Having pinned the obsession with our devices and the dopamine hits that they provide to the allegory of Narcissus—and by extension a Sisyphean task—and thinking it went no further, we appreciated being able to expand the metaphor and look at the insatiable compulsion another way with what the Greeks proverbially describe as the “Tantalean punishment” ( Ταντάλειοι τιμωρίαι)—the mythological figure’s eponym synonymous not only with what’s tantalising, eternally tormented by the sight of something desirable but just out of reach but also for those who have good things but cannot enjoy them and teased with aroused expectations that fail to satisfy. Consigned to the lowest level of the Underworld, Tartarus, Tantalus is made to stand in a pool of inviting water with fruit-laden boughs just above his head, the refreshment sought to slake his thirst and quell his hunger receding from his grasp, as divine retribution for having abused the hospitality of the gods and stealing ambrosia and nectar from the table of the Olympians and bringing it back to his people—also for trying to test the gods’ omniscience by butchering his son and serving him to them, whom was later mostly reconstituted.

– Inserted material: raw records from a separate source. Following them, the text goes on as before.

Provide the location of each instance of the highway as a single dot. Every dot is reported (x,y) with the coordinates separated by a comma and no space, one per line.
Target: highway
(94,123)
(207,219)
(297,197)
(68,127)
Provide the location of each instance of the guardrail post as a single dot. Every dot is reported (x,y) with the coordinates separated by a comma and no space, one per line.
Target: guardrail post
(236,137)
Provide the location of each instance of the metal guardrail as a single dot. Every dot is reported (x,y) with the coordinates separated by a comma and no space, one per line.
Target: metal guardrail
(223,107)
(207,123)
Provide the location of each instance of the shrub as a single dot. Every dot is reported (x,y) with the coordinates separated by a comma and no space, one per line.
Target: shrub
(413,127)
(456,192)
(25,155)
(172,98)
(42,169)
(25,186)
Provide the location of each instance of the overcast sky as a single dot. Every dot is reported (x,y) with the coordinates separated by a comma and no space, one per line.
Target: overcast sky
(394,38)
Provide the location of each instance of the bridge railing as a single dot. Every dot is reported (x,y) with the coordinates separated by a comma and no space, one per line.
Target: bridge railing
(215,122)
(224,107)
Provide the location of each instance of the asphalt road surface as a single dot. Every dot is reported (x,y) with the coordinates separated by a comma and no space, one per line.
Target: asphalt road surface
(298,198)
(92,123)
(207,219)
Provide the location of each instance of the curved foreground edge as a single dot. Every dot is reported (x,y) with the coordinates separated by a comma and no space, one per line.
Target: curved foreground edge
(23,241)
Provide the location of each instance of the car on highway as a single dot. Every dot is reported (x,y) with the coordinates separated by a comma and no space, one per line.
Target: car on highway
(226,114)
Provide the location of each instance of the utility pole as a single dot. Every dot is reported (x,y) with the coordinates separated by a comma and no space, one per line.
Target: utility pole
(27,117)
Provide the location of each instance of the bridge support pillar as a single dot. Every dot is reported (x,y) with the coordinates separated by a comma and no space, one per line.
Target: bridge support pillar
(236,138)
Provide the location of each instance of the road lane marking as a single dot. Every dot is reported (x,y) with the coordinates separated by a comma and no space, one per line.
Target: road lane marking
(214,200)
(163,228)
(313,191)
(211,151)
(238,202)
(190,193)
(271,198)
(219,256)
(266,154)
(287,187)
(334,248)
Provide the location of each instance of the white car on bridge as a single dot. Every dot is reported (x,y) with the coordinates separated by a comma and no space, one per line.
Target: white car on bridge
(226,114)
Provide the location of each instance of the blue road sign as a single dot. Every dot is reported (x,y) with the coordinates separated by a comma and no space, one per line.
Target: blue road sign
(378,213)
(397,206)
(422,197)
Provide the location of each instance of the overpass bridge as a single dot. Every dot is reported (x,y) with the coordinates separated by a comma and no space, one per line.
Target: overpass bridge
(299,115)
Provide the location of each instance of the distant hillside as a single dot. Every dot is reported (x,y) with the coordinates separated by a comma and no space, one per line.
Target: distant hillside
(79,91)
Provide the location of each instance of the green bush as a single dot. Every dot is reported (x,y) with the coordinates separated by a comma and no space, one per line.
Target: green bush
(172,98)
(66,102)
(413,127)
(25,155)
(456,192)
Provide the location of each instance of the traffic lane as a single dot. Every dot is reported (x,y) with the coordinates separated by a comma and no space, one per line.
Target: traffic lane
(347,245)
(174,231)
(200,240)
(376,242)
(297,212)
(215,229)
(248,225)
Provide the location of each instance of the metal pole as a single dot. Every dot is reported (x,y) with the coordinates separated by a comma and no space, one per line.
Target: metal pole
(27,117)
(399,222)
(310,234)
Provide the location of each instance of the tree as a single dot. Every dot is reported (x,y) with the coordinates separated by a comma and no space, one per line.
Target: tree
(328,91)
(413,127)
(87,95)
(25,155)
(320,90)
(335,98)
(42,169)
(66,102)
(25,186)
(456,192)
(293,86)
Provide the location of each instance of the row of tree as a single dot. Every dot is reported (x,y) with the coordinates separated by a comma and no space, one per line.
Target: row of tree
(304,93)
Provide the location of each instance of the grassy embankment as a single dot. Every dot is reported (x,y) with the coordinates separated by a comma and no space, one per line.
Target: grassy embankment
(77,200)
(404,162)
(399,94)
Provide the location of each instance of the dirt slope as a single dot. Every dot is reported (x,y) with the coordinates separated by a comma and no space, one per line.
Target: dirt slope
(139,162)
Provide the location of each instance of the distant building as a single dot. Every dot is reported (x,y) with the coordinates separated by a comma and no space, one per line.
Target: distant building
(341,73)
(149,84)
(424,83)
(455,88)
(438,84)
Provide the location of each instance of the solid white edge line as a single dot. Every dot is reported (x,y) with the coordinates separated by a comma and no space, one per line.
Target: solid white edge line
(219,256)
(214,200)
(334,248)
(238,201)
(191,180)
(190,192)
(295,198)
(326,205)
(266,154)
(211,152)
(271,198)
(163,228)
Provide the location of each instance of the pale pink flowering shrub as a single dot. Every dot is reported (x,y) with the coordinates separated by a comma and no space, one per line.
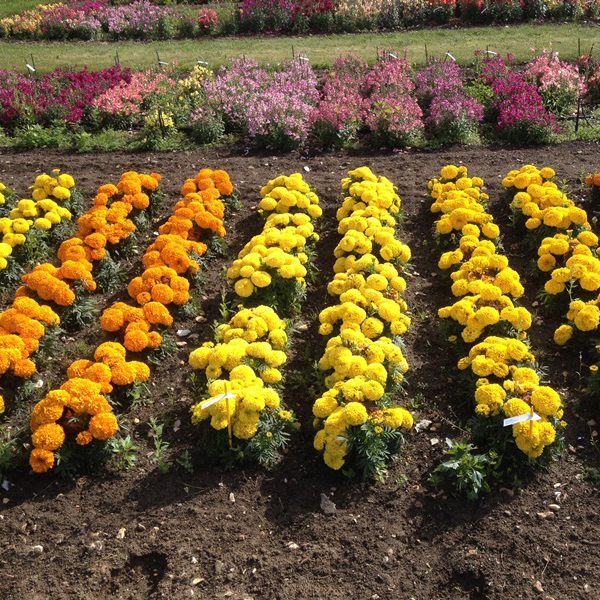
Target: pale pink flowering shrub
(338,115)
(271,107)
(559,83)
(393,114)
(121,103)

The torture maps quite aptly with the addictive saturation of social media with unending scrolling and no clear exit point by design for finishing a conversation or the consumption of a piece of culture, with tributes, remixes and tangents. Fittingly, our tragic figure is also the namesake of the rare earth element tantalum, an essential component of smart phones and other electronics with some forty milligrams of the substance in the palm of one’s hand right now.